Population of river rare birds in Cambodia doubles in 5 years: conservationist group

Photo released by the World Wildlife Fund (WWF) on Feb. 11, 2021 shows River Terns flying over the Mekong River in Kratie province, Cambodia. (Photo: Xinhua)
  • Xinhua
  • February 13, 2021 2:56 AM

PHNOM PENH--The population of River Terns in Cambodia has doubled in the past five years, raising hope for the species' conservation, said a World Wildlife Fund (WWF) press statement on Thursday.

River Tern is one of the rarest bird species in Southeast Asia, the statement said. It said WWF's research team came into close encounter with a total of 68 River Terns during their initial bird surveys, conducted in early February 2021 along the Mekong landscape between Kratie, Stung Treng provinces and the Laos border.

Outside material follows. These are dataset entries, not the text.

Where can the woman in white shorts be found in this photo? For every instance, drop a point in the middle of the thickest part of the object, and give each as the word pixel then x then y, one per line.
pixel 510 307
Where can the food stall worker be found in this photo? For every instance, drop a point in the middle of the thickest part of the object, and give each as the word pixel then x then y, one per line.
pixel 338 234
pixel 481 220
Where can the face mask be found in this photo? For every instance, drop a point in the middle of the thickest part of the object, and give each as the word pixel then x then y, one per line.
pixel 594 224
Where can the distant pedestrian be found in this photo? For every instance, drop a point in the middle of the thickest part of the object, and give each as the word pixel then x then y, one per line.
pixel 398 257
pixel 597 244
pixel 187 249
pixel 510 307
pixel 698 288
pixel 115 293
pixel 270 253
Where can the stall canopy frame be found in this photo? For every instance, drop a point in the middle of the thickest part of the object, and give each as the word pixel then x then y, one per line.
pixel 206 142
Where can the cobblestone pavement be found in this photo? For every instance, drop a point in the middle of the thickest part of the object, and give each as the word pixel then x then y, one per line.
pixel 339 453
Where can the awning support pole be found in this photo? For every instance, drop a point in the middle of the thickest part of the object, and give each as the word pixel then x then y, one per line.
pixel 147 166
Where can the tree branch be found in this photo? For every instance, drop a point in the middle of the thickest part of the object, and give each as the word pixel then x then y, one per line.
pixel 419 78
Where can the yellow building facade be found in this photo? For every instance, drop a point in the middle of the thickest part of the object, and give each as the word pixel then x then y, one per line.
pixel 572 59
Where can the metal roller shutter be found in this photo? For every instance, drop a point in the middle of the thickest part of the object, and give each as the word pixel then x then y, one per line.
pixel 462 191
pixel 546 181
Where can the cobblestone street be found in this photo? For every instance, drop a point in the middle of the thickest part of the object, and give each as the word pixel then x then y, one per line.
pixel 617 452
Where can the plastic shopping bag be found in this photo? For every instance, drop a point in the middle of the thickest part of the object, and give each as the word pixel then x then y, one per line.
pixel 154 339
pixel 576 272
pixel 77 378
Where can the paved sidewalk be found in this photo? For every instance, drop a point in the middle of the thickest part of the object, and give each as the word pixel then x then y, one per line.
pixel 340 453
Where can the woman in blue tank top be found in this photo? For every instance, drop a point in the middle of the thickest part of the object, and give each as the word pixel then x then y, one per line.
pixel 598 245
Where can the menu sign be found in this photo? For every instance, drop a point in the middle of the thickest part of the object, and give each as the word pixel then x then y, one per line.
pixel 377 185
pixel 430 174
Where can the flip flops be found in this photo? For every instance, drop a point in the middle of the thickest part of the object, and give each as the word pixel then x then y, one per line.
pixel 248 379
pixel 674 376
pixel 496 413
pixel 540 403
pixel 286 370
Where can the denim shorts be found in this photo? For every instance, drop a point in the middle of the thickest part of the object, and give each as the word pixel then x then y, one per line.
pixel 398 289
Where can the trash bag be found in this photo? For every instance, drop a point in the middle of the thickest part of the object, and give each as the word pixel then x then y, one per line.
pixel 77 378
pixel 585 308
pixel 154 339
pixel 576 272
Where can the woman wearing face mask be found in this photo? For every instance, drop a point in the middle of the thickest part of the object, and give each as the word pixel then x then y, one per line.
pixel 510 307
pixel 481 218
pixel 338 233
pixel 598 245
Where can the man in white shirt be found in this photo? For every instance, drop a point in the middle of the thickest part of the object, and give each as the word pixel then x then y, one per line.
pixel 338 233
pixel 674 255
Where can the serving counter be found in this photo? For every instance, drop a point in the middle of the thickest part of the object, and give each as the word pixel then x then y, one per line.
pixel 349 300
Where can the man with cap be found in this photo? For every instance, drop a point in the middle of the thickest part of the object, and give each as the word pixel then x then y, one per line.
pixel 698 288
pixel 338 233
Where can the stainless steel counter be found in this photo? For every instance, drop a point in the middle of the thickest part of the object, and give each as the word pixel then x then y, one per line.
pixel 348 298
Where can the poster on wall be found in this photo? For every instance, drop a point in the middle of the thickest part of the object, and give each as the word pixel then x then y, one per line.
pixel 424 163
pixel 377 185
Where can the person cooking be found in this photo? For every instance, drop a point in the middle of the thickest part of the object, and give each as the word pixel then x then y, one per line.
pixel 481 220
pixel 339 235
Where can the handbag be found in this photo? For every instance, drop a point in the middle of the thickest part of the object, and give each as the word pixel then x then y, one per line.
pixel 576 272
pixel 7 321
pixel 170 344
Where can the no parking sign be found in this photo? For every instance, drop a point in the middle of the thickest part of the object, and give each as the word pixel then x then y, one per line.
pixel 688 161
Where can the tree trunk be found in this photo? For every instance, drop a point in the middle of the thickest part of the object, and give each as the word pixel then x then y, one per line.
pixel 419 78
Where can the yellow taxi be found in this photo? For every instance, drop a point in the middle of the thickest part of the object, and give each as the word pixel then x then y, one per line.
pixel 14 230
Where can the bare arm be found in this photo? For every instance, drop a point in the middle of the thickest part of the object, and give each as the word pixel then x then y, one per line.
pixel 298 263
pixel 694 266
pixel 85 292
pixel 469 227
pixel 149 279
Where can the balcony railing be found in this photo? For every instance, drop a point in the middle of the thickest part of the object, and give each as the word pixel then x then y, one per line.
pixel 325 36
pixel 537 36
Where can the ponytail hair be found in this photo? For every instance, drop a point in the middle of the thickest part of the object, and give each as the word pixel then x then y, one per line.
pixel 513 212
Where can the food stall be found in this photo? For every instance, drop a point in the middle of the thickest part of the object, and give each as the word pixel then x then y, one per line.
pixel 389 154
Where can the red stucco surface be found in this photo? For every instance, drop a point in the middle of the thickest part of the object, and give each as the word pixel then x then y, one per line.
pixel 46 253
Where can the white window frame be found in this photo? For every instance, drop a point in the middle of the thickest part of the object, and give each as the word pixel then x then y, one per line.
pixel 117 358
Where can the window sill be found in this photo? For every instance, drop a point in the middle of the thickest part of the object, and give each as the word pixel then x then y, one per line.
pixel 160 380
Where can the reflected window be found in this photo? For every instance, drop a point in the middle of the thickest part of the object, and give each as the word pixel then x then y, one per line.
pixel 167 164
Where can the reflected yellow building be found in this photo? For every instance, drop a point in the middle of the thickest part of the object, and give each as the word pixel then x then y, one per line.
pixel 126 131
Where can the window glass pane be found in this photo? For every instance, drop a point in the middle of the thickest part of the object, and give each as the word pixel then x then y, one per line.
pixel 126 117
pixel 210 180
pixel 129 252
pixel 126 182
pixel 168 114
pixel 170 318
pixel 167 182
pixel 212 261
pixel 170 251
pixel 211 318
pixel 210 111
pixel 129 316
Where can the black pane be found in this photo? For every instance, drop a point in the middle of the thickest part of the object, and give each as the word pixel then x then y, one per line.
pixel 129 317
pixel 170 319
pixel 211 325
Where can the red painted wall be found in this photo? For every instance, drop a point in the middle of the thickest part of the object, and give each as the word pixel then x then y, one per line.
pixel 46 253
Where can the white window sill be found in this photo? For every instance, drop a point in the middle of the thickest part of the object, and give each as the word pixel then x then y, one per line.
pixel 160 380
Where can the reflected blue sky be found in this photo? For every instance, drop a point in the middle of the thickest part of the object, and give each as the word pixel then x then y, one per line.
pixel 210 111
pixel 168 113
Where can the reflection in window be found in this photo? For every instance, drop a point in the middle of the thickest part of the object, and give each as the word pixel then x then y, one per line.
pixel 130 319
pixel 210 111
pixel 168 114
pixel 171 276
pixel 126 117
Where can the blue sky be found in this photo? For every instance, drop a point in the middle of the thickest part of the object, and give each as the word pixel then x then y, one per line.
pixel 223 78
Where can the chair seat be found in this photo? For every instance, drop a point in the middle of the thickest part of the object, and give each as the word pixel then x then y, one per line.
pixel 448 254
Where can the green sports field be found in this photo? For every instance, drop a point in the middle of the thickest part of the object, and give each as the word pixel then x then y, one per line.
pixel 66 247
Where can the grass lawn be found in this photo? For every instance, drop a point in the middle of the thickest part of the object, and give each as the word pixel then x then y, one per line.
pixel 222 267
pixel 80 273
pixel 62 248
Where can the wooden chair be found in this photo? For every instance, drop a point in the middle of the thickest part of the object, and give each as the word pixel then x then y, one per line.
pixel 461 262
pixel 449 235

The number represented a 119 percent rise from 2016, it added.

The researchers observed the presence of these magnificent River Terns as they were using rapids as their permanent perch for catching fish, while other birds were roaming the natural sandbar habitat, for mating, the statement said, adding that the River Tern's breeding season has begun.

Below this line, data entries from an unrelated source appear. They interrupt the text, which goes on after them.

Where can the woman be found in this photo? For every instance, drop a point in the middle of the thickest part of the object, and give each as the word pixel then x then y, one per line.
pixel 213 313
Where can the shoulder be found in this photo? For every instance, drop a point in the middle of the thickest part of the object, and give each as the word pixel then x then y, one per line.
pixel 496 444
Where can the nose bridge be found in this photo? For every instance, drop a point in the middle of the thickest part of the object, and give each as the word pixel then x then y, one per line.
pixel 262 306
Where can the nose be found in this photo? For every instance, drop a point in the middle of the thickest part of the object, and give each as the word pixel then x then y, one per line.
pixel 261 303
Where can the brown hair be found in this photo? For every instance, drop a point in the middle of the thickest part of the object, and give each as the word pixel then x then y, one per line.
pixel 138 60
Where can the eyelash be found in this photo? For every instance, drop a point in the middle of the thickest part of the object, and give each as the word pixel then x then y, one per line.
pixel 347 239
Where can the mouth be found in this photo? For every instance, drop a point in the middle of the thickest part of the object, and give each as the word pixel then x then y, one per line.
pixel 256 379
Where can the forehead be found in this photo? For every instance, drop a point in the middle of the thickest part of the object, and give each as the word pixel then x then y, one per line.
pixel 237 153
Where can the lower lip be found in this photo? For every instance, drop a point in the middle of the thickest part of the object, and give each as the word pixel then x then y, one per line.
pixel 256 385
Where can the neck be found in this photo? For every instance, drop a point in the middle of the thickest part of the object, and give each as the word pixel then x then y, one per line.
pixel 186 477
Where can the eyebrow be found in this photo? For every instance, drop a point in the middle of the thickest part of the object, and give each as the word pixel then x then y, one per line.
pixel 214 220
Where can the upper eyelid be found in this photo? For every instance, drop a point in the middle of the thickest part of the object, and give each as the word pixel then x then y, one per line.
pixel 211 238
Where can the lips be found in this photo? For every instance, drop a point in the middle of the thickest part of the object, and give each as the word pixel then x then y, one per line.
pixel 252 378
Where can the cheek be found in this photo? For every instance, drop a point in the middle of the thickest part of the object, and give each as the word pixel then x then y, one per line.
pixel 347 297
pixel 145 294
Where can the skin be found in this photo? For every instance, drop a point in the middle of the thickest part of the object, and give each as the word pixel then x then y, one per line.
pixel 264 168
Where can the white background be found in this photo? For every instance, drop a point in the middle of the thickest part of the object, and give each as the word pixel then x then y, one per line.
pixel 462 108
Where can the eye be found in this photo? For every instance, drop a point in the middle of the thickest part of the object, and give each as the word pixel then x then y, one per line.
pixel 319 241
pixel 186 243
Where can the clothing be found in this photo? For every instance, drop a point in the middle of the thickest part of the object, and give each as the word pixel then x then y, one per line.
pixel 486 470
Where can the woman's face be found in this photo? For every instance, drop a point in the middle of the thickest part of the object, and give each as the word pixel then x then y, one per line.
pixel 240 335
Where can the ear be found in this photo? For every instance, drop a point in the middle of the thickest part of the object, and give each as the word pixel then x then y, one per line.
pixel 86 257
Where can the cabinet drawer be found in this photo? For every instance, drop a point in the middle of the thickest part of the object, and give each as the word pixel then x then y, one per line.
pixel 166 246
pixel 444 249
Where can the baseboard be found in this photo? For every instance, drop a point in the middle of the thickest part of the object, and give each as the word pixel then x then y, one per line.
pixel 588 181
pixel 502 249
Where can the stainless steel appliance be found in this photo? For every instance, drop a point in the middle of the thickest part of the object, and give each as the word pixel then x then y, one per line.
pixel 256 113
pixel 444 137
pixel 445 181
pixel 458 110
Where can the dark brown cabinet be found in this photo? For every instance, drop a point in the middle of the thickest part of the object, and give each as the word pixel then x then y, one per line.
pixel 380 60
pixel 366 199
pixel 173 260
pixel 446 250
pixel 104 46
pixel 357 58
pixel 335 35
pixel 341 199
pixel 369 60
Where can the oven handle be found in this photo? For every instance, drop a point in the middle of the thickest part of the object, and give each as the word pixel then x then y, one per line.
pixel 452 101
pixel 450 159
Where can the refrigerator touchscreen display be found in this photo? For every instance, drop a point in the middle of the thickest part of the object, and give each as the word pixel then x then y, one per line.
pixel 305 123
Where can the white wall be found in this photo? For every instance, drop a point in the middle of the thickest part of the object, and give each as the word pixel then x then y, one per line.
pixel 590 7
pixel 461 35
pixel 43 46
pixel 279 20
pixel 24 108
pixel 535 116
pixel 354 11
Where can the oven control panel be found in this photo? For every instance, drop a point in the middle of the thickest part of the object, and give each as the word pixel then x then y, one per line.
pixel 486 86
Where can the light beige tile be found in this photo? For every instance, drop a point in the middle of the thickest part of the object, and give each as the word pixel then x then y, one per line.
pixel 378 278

"The River Tern is a medium-sized bird with a forked tail, a black cap and a white belly and is more visible during its breeding season, starting from January until May," said Eam Sam Un, biodiversity research and monitoring manager with WWF.

He added that the current count is slightly higher than that from the past year when only 64 individuals were recorded.

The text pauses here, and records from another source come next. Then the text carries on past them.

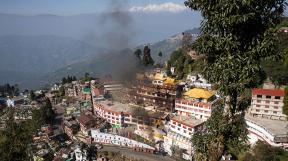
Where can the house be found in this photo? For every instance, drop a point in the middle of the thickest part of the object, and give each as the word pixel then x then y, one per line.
pixel 86 122
pixel 273 132
pixel 197 103
pixel 181 129
pixel 267 103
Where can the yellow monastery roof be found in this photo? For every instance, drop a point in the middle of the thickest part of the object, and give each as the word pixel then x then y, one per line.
pixel 169 81
pixel 159 76
pixel 198 93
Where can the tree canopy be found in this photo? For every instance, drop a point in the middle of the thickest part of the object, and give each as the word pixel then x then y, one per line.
pixel 236 36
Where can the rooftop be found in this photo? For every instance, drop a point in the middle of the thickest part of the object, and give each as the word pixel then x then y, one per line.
pixel 126 108
pixel 198 93
pixel 189 121
pixel 276 127
pixel 270 92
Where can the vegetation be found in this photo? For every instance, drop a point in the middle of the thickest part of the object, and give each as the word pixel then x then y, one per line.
pixel 86 78
pixel 44 115
pixel 235 38
pixel 15 139
pixel 69 79
pixel 9 90
pixel 144 58
pixel 182 63
pixel 31 95
pixel 285 107
pixel 265 152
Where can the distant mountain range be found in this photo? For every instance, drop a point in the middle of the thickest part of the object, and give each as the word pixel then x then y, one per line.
pixel 34 61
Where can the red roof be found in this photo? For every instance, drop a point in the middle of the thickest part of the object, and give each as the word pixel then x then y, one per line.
pixel 269 92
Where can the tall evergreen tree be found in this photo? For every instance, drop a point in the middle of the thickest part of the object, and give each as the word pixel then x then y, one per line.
pixel 147 59
pixel 236 36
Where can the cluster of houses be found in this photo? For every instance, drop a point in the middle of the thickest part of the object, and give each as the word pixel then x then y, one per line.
pixel 163 110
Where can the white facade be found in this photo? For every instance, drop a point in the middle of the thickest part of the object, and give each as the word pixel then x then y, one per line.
pixel 198 81
pixel 268 106
pixel 80 155
pixel 106 138
pixel 199 110
pixel 258 131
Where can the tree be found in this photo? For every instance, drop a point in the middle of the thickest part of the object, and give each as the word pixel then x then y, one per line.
pixel 285 107
pixel 160 54
pixel 147 59
pixel 32 95
pixel 236 36
pixel 15 139
pixel 138 53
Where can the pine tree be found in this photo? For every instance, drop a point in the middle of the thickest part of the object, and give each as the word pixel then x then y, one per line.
pixel 147 59
pixel 236 36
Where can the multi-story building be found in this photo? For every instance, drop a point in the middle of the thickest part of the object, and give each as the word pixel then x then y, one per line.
pixel 267 103
pixel 161 97
pixel 181 129
pixel 120 114
pixel 197 103
pixel 273 132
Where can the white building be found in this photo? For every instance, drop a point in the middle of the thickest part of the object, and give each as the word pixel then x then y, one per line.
pixel 197 103
pixel 80 155
pixel 267 103
pixel 113 139
pixel 273 132
pixel 181 129
pixel 198 81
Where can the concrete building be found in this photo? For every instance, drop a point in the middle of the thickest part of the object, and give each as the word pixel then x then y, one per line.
pixel 113 139
pixel 197 103
pixel 273 132
pixel 181 129
pixel 120 114
pixel 267 103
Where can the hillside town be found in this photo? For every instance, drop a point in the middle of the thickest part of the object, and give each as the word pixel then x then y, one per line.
pixel 218 92
pixel 156 114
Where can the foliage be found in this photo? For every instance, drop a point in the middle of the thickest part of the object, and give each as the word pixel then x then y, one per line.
pixel 31 95
pixel 86 78
pixel 182 62
pixel 276 71
pixel 138 53
pixel 69 79
pixel 235 37
pixel 9 90
pixel 285 107
pixel 15 139
pixel 265 152
pixel 209 143
pixel 147 59
pixel 44 115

"This is such a rewarding news for Cambodia and the region," said Seng Teak, WWF country director.

"The concerted conservation actions have bended the curve of species decline and the increased and consistent efforts have enabled an increasing trend that brings hope for a recovery of the species in Cambodia and the region," he added.

In Cambodia, River Terns have decreased by 80 percent in the past 20 years, with the nation-wide population estimated between 54 and 62 individuals in 2018, the statement said.

It added that the main threats to the species include habitat disturbance by human activities, nest flooding, hunting for their eggs, predation by domestic cattle and other wildlife.